1º – O tribunal poderá, excepcionalmente, deixar de autorizar a execução provisória das penas se houver uma questão constitucional ou legal relevante, cuja resolução por Tribunal Superior possa, plausivelmente, levar à revisão da condenação“.
DUBIEDADE – O que este parágrafo 1º está afirmando nada mais é do que a dubiedade do próprio acórdão, a sua insegurança quanto à matéria decidida, visto que será o próprio tribunal (câmara ou turma criminal do tribunal) quem poderá, excepcionalmente, desautorizar a execução provisória da condenação que a corte proferiu, o que não deixa de ser um contra-senso.
Ou a decisão é firme, forte e valiosa, a permitir sua execução imediata ou não é. E não sendo, da forma como o parágrafo 1º admite que pode não ser, o julgamento não se encontra revestido da solidez e certeza que dele se exige. Se constata que, neste ponto, o anteprojeto é falho e o parágrafo 1º é perfeitamente dispensável.
ORGANIZAÇÃO CRIMINOSA – Na parte que diz respeito às “Medidas Para Alterar o Conceito de Organização Criminosa”, a menção expressa às mesmas representa a institucionalização de cada uma delas: “Primeiro Comando da Capital; Comando Vermelho; Família do Norte; Terceiro Comando Puro; Amigos dos Amigos e Milícias”. Sim, elas existem.
Atuam nos presídios e fora deles.
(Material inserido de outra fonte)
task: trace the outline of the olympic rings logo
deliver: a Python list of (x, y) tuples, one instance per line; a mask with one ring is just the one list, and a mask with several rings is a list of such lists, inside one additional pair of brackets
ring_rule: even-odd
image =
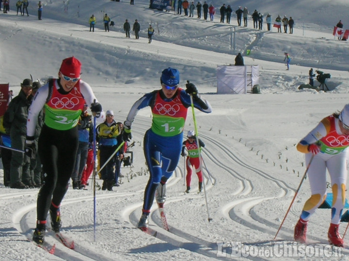
[(179, 111), (180, 108), (178, 104), (174, 104), (173, 106), (165, 104), (163, 106), (162, 104), (158, 103), (155, 106), (155, 109), (160, 115), (168, 115), (173, 116)]
[(187, 148), (188, 151), (190, 150), (195, 150), (197, 149), (197, 146), (196, 146), (196, 144), (189, 144), (187, 145)]
[(76, 97), (72, 97), (70, 99), (63, 97), (61, 99), (55, 97), (51, 100), (51, 103), (57, 109), (72, 109), (79, 104), (79, 99)]
[(334, 136), (329, 136), (326, 138), (326, 141), (331, 147), (340, 147), (349, 145), (349, 137), (341, 135), (336, 138)]

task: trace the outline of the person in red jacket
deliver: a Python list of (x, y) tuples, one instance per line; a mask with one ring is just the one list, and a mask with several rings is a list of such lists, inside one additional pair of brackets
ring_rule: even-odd
[(187, 149), (188, 156), (186, 160), (186, 166), (187, 166), (187, 190), (186, 190), (186, 192), (189, 193), (190, 191), (193, 166), (195, 169), (195, 172), (199, 179), (199, 192), (201, 192), (202, 190), (203, 177), (202, 169), (200, 166), (201, 159), (199, 157), (199, 147), (201, 150), (201, 148), (205, 147), (205, 144), (200, 139), (199, 139), (199, 147), (198, 147), (195, 134), (192, 130), (188, 131), (187, 137), (188, 139), (183, 141), (182, 153), (181, 154), (183, 157), (186, 156), (185, 149)]

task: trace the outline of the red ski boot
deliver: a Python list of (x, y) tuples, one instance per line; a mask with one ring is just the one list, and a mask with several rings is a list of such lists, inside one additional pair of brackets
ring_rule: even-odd
[(296, 241), (305, 244), (306, 241), (306, 230), (308, 221), (300, 218), (295, 227), (294, 239)]
[(330, 245), (333, 245), (336, 246), (343, 246), (343, 240), (338, 231), (339, 227), (339, 224), (331, 223), (327, 236)]

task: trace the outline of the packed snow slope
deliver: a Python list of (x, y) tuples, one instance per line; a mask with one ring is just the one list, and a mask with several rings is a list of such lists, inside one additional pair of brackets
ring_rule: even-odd
[[(206, 194), (196, 193), (195, 175), (190, 193), (184, 193), (186, 170), (181, 158), (167, 184), (170, 232), (161, 228), (155, 205), (150, 227), (158, 236), (136, 228), (149, 178), (143, 152), (143, 136), (151, 123), (151, 112), (146, 108), (132, 124), (132, 167), (122, 168), (125, 177), (114, 192), (96, 192), (95, 224), (92, 181), (88, 190), (73, 190), (70, 184), (61, 213), (63, 232), (75, 241), (75, 250), (50, 234), (47, 240), (56, 244), (55, 255), (28, 240), (35, 227), (38, 190), (5, 187), (0, 170), (0, 260), (241, 260), (231, 255), (235, 248), (229, 246), (235, 244), (247, 247), (250, 251), (245, 257), (253, 260), (337, 260), (338, 253), (341, 260), (349, 260), (348, 236), (345, 248), (326, 248), (326, 255), (310, 252), (303, 257), (298, 252), (326, 246), (330, 209), (318, 210), (310, 221), (309, 246), (293, 244), (294, 227), (309, 196), (307, 180), (273, 240), (305, 169), (304, 155), (295, 145), (322, 118), (341, 110), (349, 101), (348, 43), (332, 35), (340, 19), (345, 28), (349, 25), (347, 1), (220, 0), (214, 3), (217, 10), (213, 22), (197, 19), (196, 11), (190, 18), (149, 9), (144, 0), (135, 0), (134, 5), (109, 0), (42, 1), (39, 21), (35, 2), (30, 2), (29, 16), (16, 15), (15, 2), (11, 1), (8, 14), (0, 12), (0, 79), (10, 83), (15, 94), (30, 75), (43, 82), (56, 77), (62, 60), (74, 55), (82, 62), (81, 77), (92, 86), (104, 109), (114, 111), (117, 121), (125, 120), (133, 103), (144, 93), (160, 88), (161, 72), (170, 66), (179, 70), (181, 87), (187, 80), (194, 83), (213, 111), (195, 111), (199, 137), (206, 145)], [(271, 32), (254, 30), (251, 18), (247, 28), (238, 27), (234, 15), (230, 25), (220, 23), (218, 9), (223, 3), (233, 10), (247, 6), (250, 15), (256, 9), (265, 17), (270, 13), (273, 20), (278, 15), (292, 16), (294, 33), (278, 33), (275, 28)], [(109, 32), (103, 27), (105, 13), (115, 24)], [(88, 25), (92, 14), (97, 17), (95, 32), (89, 31)], [(140, 22), (139, 40), (133, 34), (125, 37), (126, 19), (131, 26), (136, 19)], [(146, 35), (150, 24), (156, 29), (151, 44)], [(251, 50), (249, 56), (247, 50)], [(292, 59), (289, 71), (284, 62), (285, 51)], [(261, 94), (216, 93), (217, 66), (233, 64), (238, 52), (245, 64), (259, 65)], [(298, 90), (308, 83), (310, 67), (331, 74), (326, 82), (329, 91)], [(190, 110), (185, 133), (193, 128)], [(97, 182), (101, 184), (101, 180)], [(340, 227), (341, 234), (347, 224)], [(296, 250), (281, 257), (268, 257), (266, 251), (279, 244)], [(256, 255), (254, 250), (260, 251)]]

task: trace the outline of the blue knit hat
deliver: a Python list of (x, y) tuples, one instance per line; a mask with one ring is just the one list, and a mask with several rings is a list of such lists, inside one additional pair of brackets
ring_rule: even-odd
[(161, 78), (161, 83), (169, 86), (174, 86), (179, 84), (179, 72), (176, 69), (169, 67), (162, 71)]

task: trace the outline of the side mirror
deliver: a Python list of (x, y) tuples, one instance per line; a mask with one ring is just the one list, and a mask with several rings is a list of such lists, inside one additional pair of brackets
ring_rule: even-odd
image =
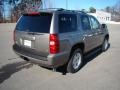
[(106, 25), (106, 24), (102, 24), (101, 27), (102, 27), (103, 29), (106, 29), (106, 28), (107, 28), (107, 25)]

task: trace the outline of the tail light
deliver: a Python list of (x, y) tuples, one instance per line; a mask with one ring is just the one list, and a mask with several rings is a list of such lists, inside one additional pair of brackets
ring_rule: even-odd
[(59, 39), (57, 34), (50, 34), (49, 48), (51, 54), (59, 53)]
[(15, 43), (15, 30), (13, 31), (13, 41)]

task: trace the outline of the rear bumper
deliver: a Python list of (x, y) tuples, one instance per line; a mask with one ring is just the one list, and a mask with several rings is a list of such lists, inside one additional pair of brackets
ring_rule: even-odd
[(62, 52), (59, 54), (49, 54), (47, 57), (43, 57), (24, 52), (23, 50), (20, 50), (17, 45), (13, 45), (13, 50), (17, 55), (27, 58), (28, 60), (30, 60), (30, 62), (49, 68), (62, 66), (69, 59), (69, 53), (67, 52)]

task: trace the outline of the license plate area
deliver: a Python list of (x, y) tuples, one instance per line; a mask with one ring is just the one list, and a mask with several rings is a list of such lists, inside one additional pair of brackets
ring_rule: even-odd
[(24, 46), (30, 47), (32, 46), (32, 41), (30, 40), (24, 40)]

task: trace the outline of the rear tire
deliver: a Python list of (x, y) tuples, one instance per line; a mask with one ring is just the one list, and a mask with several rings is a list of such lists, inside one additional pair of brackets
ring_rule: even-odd
[(67, 72), (75, 73), (78, 70), (80, 70), (82, 65), (83, 65), (83, 53), (81, 49), (77, 48), (70, 56), (70, 60), (67, 65)]

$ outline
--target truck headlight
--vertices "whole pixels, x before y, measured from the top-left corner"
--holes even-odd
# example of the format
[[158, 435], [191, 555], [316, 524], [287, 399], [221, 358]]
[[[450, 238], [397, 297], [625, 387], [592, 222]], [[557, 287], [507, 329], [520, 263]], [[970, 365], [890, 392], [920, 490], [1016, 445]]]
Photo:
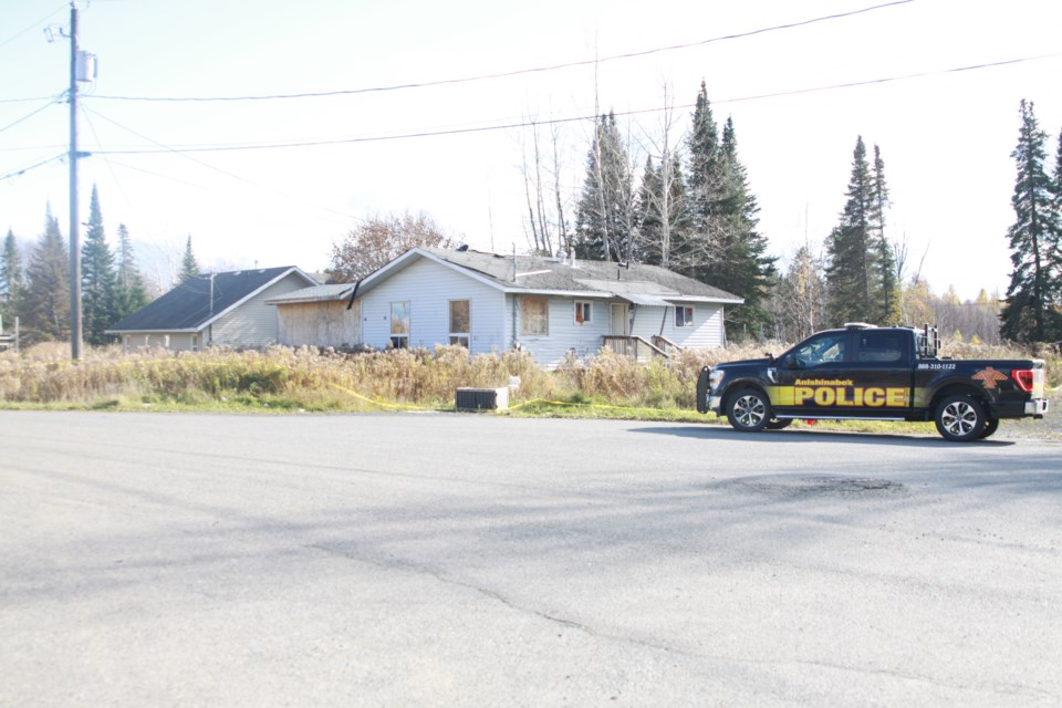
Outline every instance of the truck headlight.
[[721, 368], [711, 369], [711, 373], [708, 374], [708, 383], [712, 391], [719, 388], [720, 384], [722, 384], [722, 377], [726, 376], [726, 374]]

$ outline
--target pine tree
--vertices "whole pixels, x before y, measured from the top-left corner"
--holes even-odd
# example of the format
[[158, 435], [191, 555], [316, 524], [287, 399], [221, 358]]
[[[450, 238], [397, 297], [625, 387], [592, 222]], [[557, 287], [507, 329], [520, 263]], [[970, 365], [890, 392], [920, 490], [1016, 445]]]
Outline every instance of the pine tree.
[[810, 247], [800, 247], [774, 289], [774, 322], [782, 341], [799, 342], [823, 326], [826, 284], [820, 261]]
[[28, 342], [70, 337], [69, 249], [51, 208], [27, 266], [23, 311]]
[[759, 205], [749, 192], [745, 166], [738, 159], [733, 121], [727, 118], [719, 152], [720, 190], [715, 219], [719, 229], [719, 257], [705, 269], [705, 282], [733, 293], [745, 303], [727, 311], [730, 339], [759, 336], [770, 325], [766, 300], [774, 284], [775, 259], [767, 254], [767, 238], [757, 231]]
[[118, 287], [95, 186], [88, 202], [88, 229], [81, 247], [81, 308], [85, 342], [106, 344], [110, 337], [104, 331], [119, 319]]
[[133, 240], [124, 223], [118, 225], [117, 319], [128, 316], [150, 302], [144, 275], [136, 266]]
[[586, 154], [586, 177], [575, 211], [575, 252], [586, 260], [632, 257], [634, 192], [629, 157], [614, 113], [597, 119]]
[[[1008, 230], [1013, 271], [1007, 289], [1001, 334], [1017, 342], [1062, 337], [1062, 217], [1056, 185], [1045, 171], [1048, 134], [1040, 129], [1032, 102], [1020, 105], [1021, 128], [1011, 157], [1018, 167]], [[1062, 168], [1056, 168], [1060, 171]]]
[[852, 154], [852, 174], [846, 196], [841, 222], [826, 241], [830, 256], [826, 268], [829, 317], [833, 324], [873, 320], [879, 312], [876, 298], [881, 292], [881, 270], [871, 233], [874, 183], [863, 136], [856, 140]]
[[192, 278], [199, 275], [199, 262], [196, 254], [191, 252], [191, 235], [188, 235], [188, 241], [185, 243], [185, 256], [180, 260], [180, 272], [177, 273], [177, 283], [186, 283]]
[[22, 290], [22, 254], [14, 232], [8, 229], [0, 252], [0, 315], [6, 322], [21, 314]]
[[871, 200], [872, 248], [877, 251], [876, 279], [879, 284], [879, 308], [874, 320], [881, 324], [899, 324], [899, 279], [896, 275], [896, 258], [885, 237], [885, 210], [892, 205], [888, 185], [885, 183], [885, 160], [882, 150], [874, 146], [873, 197]]
[[689, 229], [676, 244], [675, 270], [714, 285], [707, 279], [706, 269], [722, 257], [723, 226], [718, 218], [721, 211], [719, 202], [722, 200], [722, 169], [719, 129], [711, 113], [705, 82], [700, 82], [700, 92], [694, 105], [688, 155]]

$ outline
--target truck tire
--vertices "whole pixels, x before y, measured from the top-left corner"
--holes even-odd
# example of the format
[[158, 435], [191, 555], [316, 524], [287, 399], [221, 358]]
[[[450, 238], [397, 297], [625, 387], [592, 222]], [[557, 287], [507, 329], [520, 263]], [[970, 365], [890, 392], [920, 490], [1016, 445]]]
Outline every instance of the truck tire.
[[771, 402], [757, 388], [741, 388], [727, 396], [727, 420], [735, 430], [756, 433], [771, 419]]
[[948, 396], [933, 414], [937, 431], [945, 440], [968, 442], [985, 431], [985, 408], [967, 395]]
[[999, 428], [999, 418], [988, 418], [985, 423], [985, 429], [981, 430], [981, 434], [977, 436], [978, 440], [983, 440], [985, 438], [991, 437], [993, 433]]

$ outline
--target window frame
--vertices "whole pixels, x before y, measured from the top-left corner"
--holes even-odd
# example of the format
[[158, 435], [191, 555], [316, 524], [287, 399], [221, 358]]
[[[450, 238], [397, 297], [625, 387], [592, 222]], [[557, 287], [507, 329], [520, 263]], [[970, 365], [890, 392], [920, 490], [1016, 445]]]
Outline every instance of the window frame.
[[[472, 331], [472, 301], [466, 299], [450, 300], [447, 312], [449, 314], [449, 337], [450, 345], [464, 346], [469, 348], [468, 343], [471, 340]], [[454, 305], [465, 303], [465, 330], [458, 331], [454, 327]]]
[[573, 322], [579, 325], [589, 324], [594, 321], [594, 303], [591, 300], [576, 300], [572, 313]]
[[694, 326], [695, 314], [694, 305], [675, 305], [675, 329]]
[[[532, 316], [529, 312], [532, 303], [542, 303], [542, 312], [534, 313]], [[528, 325], [533, 321], [541, 321], [542, 326], [535, 327], [534, 331], [532, 331]], [[520, 336], [550, 336], [549, 298], [539, 295], [523, 295], [520, 299]]]
[[[404, 311], [399, 313], [399, 316], [395, 316], [395, 308], [402, 308]], [[412, 308], [409, 306], [408, 300], [395, 300], [391, 303], [391, 346], [396, 350], [409, 348], [409, 331], [413, 329], [413, 316]], [[400, 326], [402, 323], [405, 323], [405, 327]], [[396, 324], [399, 326], [396, 327]]]

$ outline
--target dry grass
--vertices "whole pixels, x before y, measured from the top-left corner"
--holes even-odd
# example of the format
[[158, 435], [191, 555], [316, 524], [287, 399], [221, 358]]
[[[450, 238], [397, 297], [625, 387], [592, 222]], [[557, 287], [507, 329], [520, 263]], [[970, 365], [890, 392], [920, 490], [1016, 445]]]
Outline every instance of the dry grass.
[[[527, 353], [469, 356], [461, 347], [365, 354], [313, 347], [236, 352], [212, 348], [124, 354], [90, 347], [70, 362], [65, 344], [40, 344], [22, 354], [0, 354], [0, 406], [70, 408], [376, 410], [451, 408], [459, 386], [501, 387], [520, 378], [512, 402], [533, 399], [606, 404], [678, 414], [695, 407], [704, 366], [756, 358], [784, 345], [684, 351], [649, 364], [604, 350], [587, 361], [571, 358], [545, 372]], [[948, 343], [961, 358], [1049, 358], [1049, 385], [1059, 386], [1062, 358], [1047, 350], [1023, 351]]]

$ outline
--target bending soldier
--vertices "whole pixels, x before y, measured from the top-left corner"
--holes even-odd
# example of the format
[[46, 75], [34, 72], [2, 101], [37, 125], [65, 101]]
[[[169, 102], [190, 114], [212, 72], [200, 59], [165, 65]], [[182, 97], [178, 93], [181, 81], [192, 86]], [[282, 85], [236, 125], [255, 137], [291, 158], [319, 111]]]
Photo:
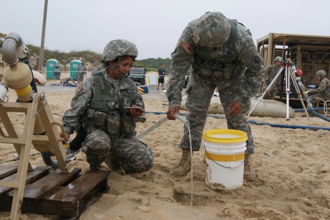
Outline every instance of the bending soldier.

Mas o anteprojeto errou ao citá-las nominalmente no texto da proposta. E ao citá-las, deu-lhes vida, deu-lhes existência oficial e certo peso de personalidade jurídica. Tratou-as como se fossem entes, entidades, instituições – pessoas jurídicas, enfim –, sujeitos ativos e passivos de direito, a merecerem suas citações!.
E se o anteprojeto for aprovado tal como redigido e se tornar lei, quem garante que não terão aquelas organizações criminosas nomeadamente citadas não reivindiquem inscrição no Cadastro Nacional de Pessoas Jurídicas (CNPJ) ou até mesmo registro no Tribunal Superior Eleitoral como partido político? Não foi o que aconteceu com as Forças Armadas Revolucionárias da Colômbia (FARCs)?